BATAM — Penurunan jarak pandang mulai teramati sekitar pukul 06.00 WIB. Padahal, kondisi cuaca normalnya cerah berawan dengan jarak pandang hingga 10 kilometer.
“Biasanya kondisi cuaca normal, yaitu cerah berawan, jarak pandang berkisar 10 kilometer. Namun, hari ini teramati kondisi jarak pandang menurun hingga mencapai 6 kilometer,” kata Prakirawan Stasiun Meteorologi Kelas I Hang Nadim Batam, Fitri Annisa.
Menurut Fitri, penurunan visibilitas ini diduga kuat dipicu oleh keberadaan hotspot di wilayah Kepulauan Riau, termasuk Batam. Kondisi ini masih memungkinkan aktivitas penerbangan berlangsung, meski tidak sejelas biasanya.
“Kalau 6 kilometer itu masih bisa. Biasanya 10 kilometer sangat jelas untuk take off, tetapi 6 kilometer masih bisa. Hanya memang tidak sejelas seperti biasanya,” ujarnya.
Ketebalan asap tidak seragam di semua kecamatan. Fitri menjelaskan, pergerakan angin dan kondisi atmosfer membuat sejumlah wilayah tampak lebih berkabut dibandingkan lokasi lainnya.
“Biasanya asapnya berkumpul terlebih dahulu, kemudian bercampur dengan udara pagi. Makanya di beberapa tempat terlihat lebih tebal, sementara di lokasi lain tidak terlalu tebal,” katanya.

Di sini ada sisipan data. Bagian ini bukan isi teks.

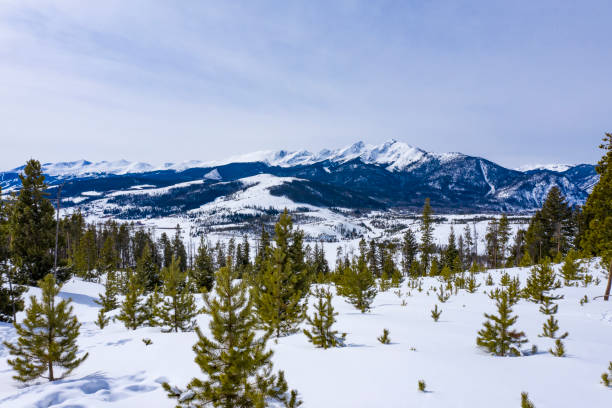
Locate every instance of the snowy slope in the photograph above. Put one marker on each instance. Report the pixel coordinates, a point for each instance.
(122, 372)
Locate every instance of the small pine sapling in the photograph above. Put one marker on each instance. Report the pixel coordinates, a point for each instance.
(540, 282)
(571, 270)
(132, 312)
(550, 328)
(435, 313)
(321, 333)
(497, 337)
(47, 337)
(525, 403)
(102, 320)
(472, 284)
(606, 378)
(559, 350)
(442, 295)
(384, 338)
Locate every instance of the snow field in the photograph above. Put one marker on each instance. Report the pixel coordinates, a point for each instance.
(122, 372)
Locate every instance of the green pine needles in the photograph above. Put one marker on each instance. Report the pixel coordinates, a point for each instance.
(47, 337)
(237, 365)
(435, 313)
(606, 378)
(132, 314)
(540, 282)
(384, 338)
(558, 350)
(357, 284)
(497, 337)
(178, 309)
(321, 333)
(525, 402)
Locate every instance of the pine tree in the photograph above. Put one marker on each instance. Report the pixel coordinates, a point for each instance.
(11, 300)
(550, 328)
(279, 305)
(597, 214)
(178, 309)
(237, 365)
(540, 282)
(497, 336)
(32, 227)
(47, 337)
(525, 403)
(384, 338)
(147, 270)
(358, 285)
(409, 250)
(559, 350)
(102, 320)
(132, 312)
(152, 308)
(426, 246)
(108, 300)
(435, 313)
(203, 273)
(606, 378)
(504, 232)
(321, 333)
(571, 270)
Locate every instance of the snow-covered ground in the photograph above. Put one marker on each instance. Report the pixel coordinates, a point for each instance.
(122, 371)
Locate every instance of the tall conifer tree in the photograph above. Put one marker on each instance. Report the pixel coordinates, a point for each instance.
(46, 337)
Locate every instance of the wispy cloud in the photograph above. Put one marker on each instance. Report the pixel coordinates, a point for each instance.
(169, 81)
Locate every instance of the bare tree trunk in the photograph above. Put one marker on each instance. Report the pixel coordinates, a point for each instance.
(607, 294)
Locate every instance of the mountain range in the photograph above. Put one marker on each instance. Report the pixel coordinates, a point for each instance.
(357, 177)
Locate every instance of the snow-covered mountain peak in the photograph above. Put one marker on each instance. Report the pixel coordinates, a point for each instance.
(560, 168)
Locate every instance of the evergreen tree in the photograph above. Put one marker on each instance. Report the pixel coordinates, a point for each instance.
(571, 270)
(525, 402)
(32, 227)
(358, 285)
(178, 309)
(526, 260)
(108, 300)
(132, 311)
(321, 333)
(597, 213)
(178, 250)
(540, 282)
(469, 244)
(497, 337)
(559, 350)
(283, 285)
(47, 337)
(237, 365)
(426, 246)
(493, 243)
(146, 270)
(102, 320)
(451, 253)
(11, 300)
(409, 250)
(279, 305)
(384, 338)
(504, 232)
(107, 261)
(203, 273)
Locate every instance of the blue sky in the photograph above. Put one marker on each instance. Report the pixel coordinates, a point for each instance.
(517, 82)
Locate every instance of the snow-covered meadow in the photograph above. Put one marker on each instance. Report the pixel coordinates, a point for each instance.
(122, 371)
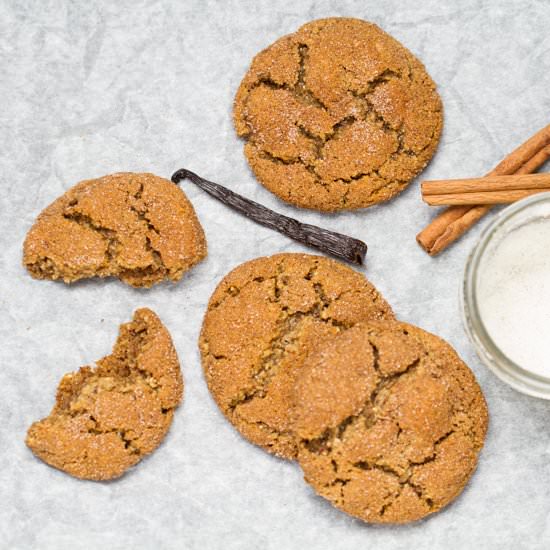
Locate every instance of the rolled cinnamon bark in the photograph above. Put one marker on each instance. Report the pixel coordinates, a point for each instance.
(488, 190)
(456, 220)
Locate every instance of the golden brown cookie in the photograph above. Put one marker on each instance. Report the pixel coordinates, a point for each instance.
(262, 320)
(137, 227)
(389, 421)
(338, 115)
(107, 418)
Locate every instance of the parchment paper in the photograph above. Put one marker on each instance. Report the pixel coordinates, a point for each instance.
(91, 88)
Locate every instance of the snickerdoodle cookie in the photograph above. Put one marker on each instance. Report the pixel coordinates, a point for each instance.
(261, 321)
(389, 422)
(137, 227)
(107, 418)
(338, 115)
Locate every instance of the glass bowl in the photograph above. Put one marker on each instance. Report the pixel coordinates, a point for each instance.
(530, 210)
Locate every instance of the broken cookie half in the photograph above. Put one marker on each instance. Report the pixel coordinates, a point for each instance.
(107, 418)
(137, 227)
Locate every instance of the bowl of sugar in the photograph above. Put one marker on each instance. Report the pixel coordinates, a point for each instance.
(506, 295)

Meski titik api kebakaran Trans Barelang tidak berada di dekat Bandara Hang Nadim, hembusan angin berpotensi membawa asap hingga ke kawasan bandara dan sekitarnya. BMKG terus memantau jarak pandang dan kondisi atmosfer, serta akan melaporkan perubahan signifikan kepada pemangku kepentingan.

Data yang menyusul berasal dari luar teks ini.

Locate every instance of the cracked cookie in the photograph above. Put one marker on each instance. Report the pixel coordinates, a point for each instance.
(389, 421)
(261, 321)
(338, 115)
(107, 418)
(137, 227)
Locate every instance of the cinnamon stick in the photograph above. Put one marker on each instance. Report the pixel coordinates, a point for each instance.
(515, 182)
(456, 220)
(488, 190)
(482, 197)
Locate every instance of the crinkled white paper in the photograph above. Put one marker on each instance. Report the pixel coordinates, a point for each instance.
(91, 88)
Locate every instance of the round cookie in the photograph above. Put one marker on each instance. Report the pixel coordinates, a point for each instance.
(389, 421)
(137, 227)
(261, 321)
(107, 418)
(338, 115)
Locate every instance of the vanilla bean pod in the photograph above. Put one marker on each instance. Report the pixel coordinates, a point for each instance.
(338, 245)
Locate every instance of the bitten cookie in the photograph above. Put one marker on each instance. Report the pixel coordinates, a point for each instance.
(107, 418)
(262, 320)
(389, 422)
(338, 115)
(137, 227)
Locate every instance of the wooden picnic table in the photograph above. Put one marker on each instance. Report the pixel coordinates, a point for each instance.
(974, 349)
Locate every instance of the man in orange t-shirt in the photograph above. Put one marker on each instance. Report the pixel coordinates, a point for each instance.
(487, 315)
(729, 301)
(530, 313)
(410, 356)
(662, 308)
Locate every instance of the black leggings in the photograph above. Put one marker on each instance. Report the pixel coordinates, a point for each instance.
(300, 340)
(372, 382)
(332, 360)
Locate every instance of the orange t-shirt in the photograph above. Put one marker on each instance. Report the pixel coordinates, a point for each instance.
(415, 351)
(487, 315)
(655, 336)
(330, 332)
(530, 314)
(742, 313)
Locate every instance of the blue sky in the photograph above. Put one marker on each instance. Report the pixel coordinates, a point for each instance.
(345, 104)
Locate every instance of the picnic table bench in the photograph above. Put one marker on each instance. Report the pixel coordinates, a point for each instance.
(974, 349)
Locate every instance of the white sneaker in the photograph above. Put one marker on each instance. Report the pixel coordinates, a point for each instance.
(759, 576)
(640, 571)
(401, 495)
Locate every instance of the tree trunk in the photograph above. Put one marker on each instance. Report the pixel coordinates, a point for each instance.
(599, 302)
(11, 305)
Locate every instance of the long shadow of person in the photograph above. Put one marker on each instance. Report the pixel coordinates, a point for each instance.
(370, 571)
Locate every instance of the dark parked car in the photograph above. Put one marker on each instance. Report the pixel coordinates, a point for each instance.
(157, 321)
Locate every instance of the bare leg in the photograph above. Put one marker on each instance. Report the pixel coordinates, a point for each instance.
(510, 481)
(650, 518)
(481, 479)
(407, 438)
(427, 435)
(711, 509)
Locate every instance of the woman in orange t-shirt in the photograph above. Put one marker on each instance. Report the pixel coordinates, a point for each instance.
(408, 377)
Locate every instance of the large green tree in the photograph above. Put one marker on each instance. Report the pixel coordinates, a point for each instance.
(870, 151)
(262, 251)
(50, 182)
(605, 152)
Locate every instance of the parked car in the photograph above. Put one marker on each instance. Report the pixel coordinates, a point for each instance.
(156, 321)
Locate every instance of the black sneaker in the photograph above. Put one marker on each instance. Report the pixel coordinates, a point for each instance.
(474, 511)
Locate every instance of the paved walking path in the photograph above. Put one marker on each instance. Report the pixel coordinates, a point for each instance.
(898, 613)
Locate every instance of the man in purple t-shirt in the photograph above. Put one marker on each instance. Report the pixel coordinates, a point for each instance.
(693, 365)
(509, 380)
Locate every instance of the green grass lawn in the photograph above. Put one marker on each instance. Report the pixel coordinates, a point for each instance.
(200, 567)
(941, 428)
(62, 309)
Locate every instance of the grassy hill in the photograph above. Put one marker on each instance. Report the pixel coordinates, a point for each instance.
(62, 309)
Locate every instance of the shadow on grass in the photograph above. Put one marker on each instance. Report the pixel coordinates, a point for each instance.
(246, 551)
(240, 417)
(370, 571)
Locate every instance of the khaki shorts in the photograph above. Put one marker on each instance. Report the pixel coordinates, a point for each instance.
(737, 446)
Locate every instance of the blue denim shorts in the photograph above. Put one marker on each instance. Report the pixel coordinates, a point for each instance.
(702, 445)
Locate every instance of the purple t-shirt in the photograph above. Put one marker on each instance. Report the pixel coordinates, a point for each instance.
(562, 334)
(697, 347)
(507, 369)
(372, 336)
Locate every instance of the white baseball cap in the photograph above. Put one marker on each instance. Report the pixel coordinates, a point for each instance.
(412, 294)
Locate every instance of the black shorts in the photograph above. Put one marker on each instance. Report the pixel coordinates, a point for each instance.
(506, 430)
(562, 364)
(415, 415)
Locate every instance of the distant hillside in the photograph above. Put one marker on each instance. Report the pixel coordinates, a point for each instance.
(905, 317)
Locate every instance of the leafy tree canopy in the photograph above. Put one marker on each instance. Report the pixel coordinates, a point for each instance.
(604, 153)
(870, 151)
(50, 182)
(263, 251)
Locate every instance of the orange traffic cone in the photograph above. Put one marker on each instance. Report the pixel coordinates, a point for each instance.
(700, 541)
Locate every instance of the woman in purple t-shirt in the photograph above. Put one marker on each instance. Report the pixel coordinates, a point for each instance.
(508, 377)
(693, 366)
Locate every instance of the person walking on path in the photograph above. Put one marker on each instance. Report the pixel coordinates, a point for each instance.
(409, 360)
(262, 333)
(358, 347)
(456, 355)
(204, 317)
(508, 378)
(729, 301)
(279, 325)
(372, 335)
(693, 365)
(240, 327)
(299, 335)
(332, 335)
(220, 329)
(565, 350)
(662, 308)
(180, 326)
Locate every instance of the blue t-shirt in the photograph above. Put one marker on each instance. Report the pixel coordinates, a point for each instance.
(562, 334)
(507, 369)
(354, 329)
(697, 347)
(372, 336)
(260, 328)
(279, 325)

Salah satu sumber asap berasal dari kebakaran lahan di kawasan perbukitan dan semak belukar Jalan Trans Barelang, Kelurahan Tembesi, Kecamatan Sagulung, Sabtu (22/8). Api menghanguskan lahan seluas sekitar 35 hektare.
Pelaksana Tugas Kepala Pusat Data, Informasi, dan Komunikasi Kebencanaan BNPB, Berton SP Panjaitan, menyatakan api berhasil dikendalikan pada Minggu (23/8). Pemadaman melibatkan BPBD Kepri, TNI, Polri, Dinas Pemadam Kebakaran, serta masyarakat dengan bantuan sejumlah mobil pemadam.
Proses pemadaman berlangsung sekitar empat jam setelah petugas mulai bertugas pada pukul 18.00 WIB. Kendala utama di lapangan adalah medan yang sulit dijangkau.
“Medan di lokasi cukup menyulitkan petugas karena berada di area perbukitan,” kata Kepala Bidang Humas Polda Kepri, Kombes Pol Nona Pricillia Ohei.
Tidak ada korban jiwa dalam insiden ini. Polda Kepri masih menyelidiki sumber api dan belum menentukan apakah ada unsur pidana di balik kebakaran tersebut.
“Penyebab kebakaran masih dalam penyelidikan. Kami tidak ingin berspekulasi. Namun, apabila nantinya ditemukan unsur tindak pidana, tentu akan diproses sesuai dengan ketentuan hukum yang berlaku,” ujar Nona.
Peristiwa ini terjadi di tengah meningkatnya kewaspadaan terhadap karhutla di Kepulauan Riau. Polda Kepri bersama TNI, pemerintah daerah, dan BPBD memperkuat patroli di kawasan rawan serta memantau titik panas secara berkala.
Polisi mengimbau masyarakat tidak membuka atau membersihkan lahan dengan cara membakar, serta tidak membuang puntung rokok sembarangan di area hutan dan lahan. Masyarakat diminta segera melaporkan jika menemukan titik api atau aktivitas pembakaran yang berpotensi memicu kebakaran meluas.